When I was fighting with the cost of context switching in the second example, I did for a short time attempt to counter act the problem by block booking “meetings” in my calendar. For a short while people respected those meeting blocks which gave me the desired results. Again the old habits and practices came back once people clued into what I was doing. Once that happened seeing a “meeting” entry in my calendar simply invoked the person to walk by my cubicle to see if I was there or not. If I was….well…you get the picture. Like the other example, the only times that I could make any progress were in non-traditional working hours. For the duration of that work engagement I never once successfully achieved flow.

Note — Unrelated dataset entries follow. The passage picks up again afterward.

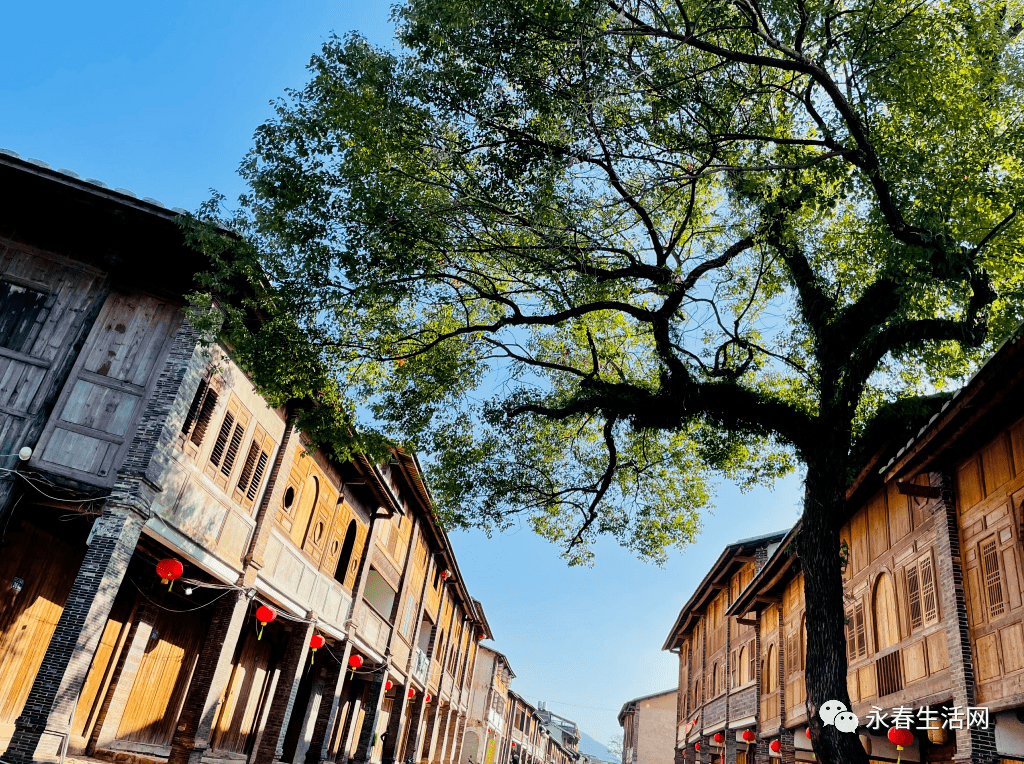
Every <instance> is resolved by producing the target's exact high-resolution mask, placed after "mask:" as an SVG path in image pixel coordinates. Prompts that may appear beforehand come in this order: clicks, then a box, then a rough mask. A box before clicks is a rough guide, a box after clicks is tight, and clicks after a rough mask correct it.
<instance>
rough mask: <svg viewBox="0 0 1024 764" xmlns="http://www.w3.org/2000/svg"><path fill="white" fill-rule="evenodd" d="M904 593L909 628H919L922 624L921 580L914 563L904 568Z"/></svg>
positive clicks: (916, 567) (917, 567)
mask: <svg viewBox="0 0 1024 764" xmlns="http://www.w3.org/2000/svg"><path fill="white" fill-rule="evenodd" d="M906 595H907V602H908V604H909V606H910V628H911V629H920V628H921V625H922V616H921V581H920V579H919V577H918V565H916V564H913V565H910V566H909V567H908V568H906Z"/></svg>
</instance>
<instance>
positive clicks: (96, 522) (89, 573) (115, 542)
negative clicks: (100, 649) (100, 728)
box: [0, 491, 152, 764]
mask: <svg viewBox="0 0 1024 764" xmlns="http://www.w3.org/2000/svg"><path fill="white" fill-rule="evenodd" d="M146 493H147V495H148V498H150V499H151V500H152V491H146ZM139 509H141V508H136V507H133V506H131V505H130V504H122V503H120V502H117V501H108V503H106V505H105V506H104V507H103V513H102V515H101V516H100V517H99V518H98V519H97V520H96V522H95V525H94V526H93V527H94V534H93V538H92V543H91V544H90V545H89V550H88V551H87V552H86V554H85V559H84V560H83V561H82V567H81V568H80V569H79V574H78V577H77V578H76V579H75V583H74V585H73V586H72V589H71V593H70V594H69V595H68V601H67V602H66V603H65V607H63V610H62V611H61V613H60V619H59V620H58V621H57V626H56V629H55V630H54V632H53V636H52V638H51V639H50V643H49V646H48V647H47V648H46V653H45V654H44V656H43V663H42V665H41V666H40V667H39V672H38V673H37V674H36V678H35V681H34V682H33V684H32V689H31V690H30V691H29V697H28V699H27V701H26V704H25V709H24V710H23V712H22V715H20V716H19V717H18V718H17V719H16V721H15V722H14V734H13V736H12V737H11V740H10V744H9V745H8V747H7V751H6V752H5V753H4V754H3V756H2V757H0V758H2V759H3V760H4V761H5V762H7V763H8V764H29V762H31V761H33V759H34V757H35V755H36V751H37V749H38V748H39V744H40V738H41V737H42V734H43V731H44V730H47V729H49V730H54V731H61V732H67V731H69V730H70V728H71V719H72V717H73V715H74V713H75V706H76V704H77V703H78V696H79V693H80V692H81V691H82V685H83V684H84V683H85V677H86V675H87V674H88V671H89V666H90V665H91V663H92V657H93V655H94V654H95V652H96V647H97V646H98V644H99V637H100V635H101V634H102V631H103V627H104V626H105V625H106V619H108V617H109V616H110V613H111V607H112V606H113V605H114V597H115V596H116V595H117V593H118V589H119V588H120V587H121V582H122V579H124V575H125V571H126V570H127V569H128V562H129V560H130V559H131V555H132V552H133V551H134V550H135V544H136V543H137V542H138V537H139V534H141V532H142V525H143V524H144V523H145V518H144V517H143V514H142V512H140V511H139ZM143 511H144V510H143ZM145 514H146V515H147V514H148V512H147V511H145ZM46 739H47V750H49V748H50V746H52V751H53V752H55V751H56V747H57V746H58V740H57V738H56V736H55V735H47V738H46Z"/></svg>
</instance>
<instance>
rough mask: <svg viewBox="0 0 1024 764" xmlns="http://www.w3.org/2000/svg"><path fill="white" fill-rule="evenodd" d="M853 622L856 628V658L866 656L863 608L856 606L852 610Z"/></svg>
mask: <svg viewBox="0 0 1024 764" xmlns="http://www.w3.org/2000/svg"><path fill="white" fill-rule="evenodd" d="M853 612H854V620H855V621H856V626H857V657H863V656H864V655H866V654H867V632H866V630H865V629H864V606H863V605H861V604H857V605H856V606H855V607H854V608H853Z"/></svg>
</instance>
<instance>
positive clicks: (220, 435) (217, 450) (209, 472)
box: [204, 395, 250, 492]
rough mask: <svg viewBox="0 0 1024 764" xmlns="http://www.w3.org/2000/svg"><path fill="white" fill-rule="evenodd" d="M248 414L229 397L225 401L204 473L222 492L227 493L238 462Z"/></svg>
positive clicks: (231, 397)
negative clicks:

So how is this a failure (since this is a series on failures)? I failed to be able to produce at the levels that my employers should have received from me. Yes, a significant portion of the blame can rest with my co-workers and bosses for not allowing or providing an environment where flow was possible. On the flip side, as a professional I should have requested that I be allowed to create those conditions. I’m not saying that I should have marched into management’s office and stated “I want to be left alone to work”. That just won’t fly. Any development role requires interaction with others. You can’t just squirrel away and expect to have full day after full day of flow capable time. It’s unrealistic. There are a couple of things I should have done though.

First I should have requested to have an office that minimized any unnecessary distractions. I should have made it clear that having my office be a hallway and/or waiting room was unacceptable considering the alternative (the hallway) that was available.

I should have made it clear to people that I had ‘office hours’ where I would be available and ‘productive hours’ where I would not. As long as the ratio of the two is well balanced (this will vary depending on your role and the requirements that the job places on you), I don’t see this as being a difficult request to fulfill.

Finally, I should have made it clear to all of my bosses that the environment was not allowing me to achieve what I was being asked to do. I should have explained to them, and quantified if requested, how much it was costing them by keeping me from achieving flow.

In any event both of those experiences are from a number of years ago. It wasn’t until last spring that I was lucky enough to hear Neal Ford mention the book Flow by Mihaly Csikszentmihalyi in one of his talks. I spent a week reading and really absorbing the information in the book and now understand that the state of flow doesn’t just happen. You can construct it and make it repeatable. Not allowing myself to do that at future jobs will be a failure completely born by me now.